Originally from Atlanta, Madison Dailey spent her formative years exploring the arts in New York City — first attending art school and pursuing artist management, then launching a company that hosted creative art events — before returning to Atlanta during the onset of the pandemic. Energized by the city’s art community, she opened Memento Gallery in 2023 in the Poncey-Highland area neighboring Liberty Tattoo and Hotel Clermont.
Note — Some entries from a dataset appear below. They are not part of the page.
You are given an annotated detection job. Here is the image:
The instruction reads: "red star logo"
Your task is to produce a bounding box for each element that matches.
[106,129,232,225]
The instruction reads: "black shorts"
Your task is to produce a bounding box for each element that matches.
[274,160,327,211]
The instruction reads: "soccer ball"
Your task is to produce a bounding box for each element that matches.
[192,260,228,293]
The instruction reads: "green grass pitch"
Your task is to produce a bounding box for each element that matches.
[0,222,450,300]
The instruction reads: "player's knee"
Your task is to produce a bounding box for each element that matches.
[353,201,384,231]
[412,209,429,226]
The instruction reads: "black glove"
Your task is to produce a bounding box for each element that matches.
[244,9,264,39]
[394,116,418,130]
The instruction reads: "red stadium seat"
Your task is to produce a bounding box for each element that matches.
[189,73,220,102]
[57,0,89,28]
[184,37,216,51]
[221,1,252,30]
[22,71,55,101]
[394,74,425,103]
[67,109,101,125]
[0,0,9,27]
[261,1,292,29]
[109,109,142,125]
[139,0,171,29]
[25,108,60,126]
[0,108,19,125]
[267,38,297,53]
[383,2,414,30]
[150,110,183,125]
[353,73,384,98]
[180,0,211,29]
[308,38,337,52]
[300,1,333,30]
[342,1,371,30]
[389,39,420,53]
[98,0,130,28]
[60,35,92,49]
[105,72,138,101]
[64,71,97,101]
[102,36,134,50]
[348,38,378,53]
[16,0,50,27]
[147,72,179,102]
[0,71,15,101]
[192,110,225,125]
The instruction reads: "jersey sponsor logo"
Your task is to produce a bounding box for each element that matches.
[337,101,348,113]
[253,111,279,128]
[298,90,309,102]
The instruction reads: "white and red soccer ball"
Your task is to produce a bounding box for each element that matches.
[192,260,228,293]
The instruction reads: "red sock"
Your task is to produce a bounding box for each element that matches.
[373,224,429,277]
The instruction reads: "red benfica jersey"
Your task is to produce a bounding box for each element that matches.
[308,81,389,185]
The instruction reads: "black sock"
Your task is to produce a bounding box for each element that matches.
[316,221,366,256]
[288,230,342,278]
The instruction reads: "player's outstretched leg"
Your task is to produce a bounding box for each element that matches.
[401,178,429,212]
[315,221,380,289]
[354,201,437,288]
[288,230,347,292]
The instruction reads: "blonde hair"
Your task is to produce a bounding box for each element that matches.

Founder and co-director of Atlanta and Mexico-based Alday Hunken Gallery, Alfonso Alday Vergara said that the gallery aims to foster cross-cultural dialogue between the two cities and highlight underrepresented artists pushing boundaries in their work.
Discovery of the gallerists’ shared vision for expanding Atlanta’s contemporary art landscape, paired with years of informal collaboration, led to an emerging partnership. The two previously worked together on exhibitions and supported each other’s projects at art fairs. Eventually, Dailey and Vergara recognized the potential of combining their networks and curatorial perspectives to uplift Atlanta’s artists and bring in even more international art.
“Atlanta and Mexico City are both such strong players in the art world right now, from a cultural perspective, and [are] sometimes overlooked. I feel like they’re really having their moment right now, and they’re forces to be reckoned with,” Dailey said.
She emphasized that the pandemic forced small galleries to adapt to new models with increased collaboration and sharing resources to remain sustainable. Compared to larger, more established galleries, Atlanta’s smaller galleries operate with fewer resources while facing many of the same expectations. While they aim to attend art fairs, participation costs can place them at a disadvantage, and the rising costs of affording permanent physical space in the city is a persistent challenge.
Dailey and Vergara found inspiration in alternative models that resisted this challenge, such as New York City’s U-Haul Gallery. The space was created in May 2024 as a response to the financial costs of presenting shows in the city. There, the gallery space occupies the interior of a moving van.
“They’re saying, ‘We’re going to be relentless. We’re going to rent these U-Hauls and make this little tiny space look like a perfectly curated gallery. We’re just going to line the streets of New York City, and we’re not even going to ask for permission, but we’re going to do it.’ I just love that energy behind it, and I feel like Alfonso and I have that energy,” Dailey said.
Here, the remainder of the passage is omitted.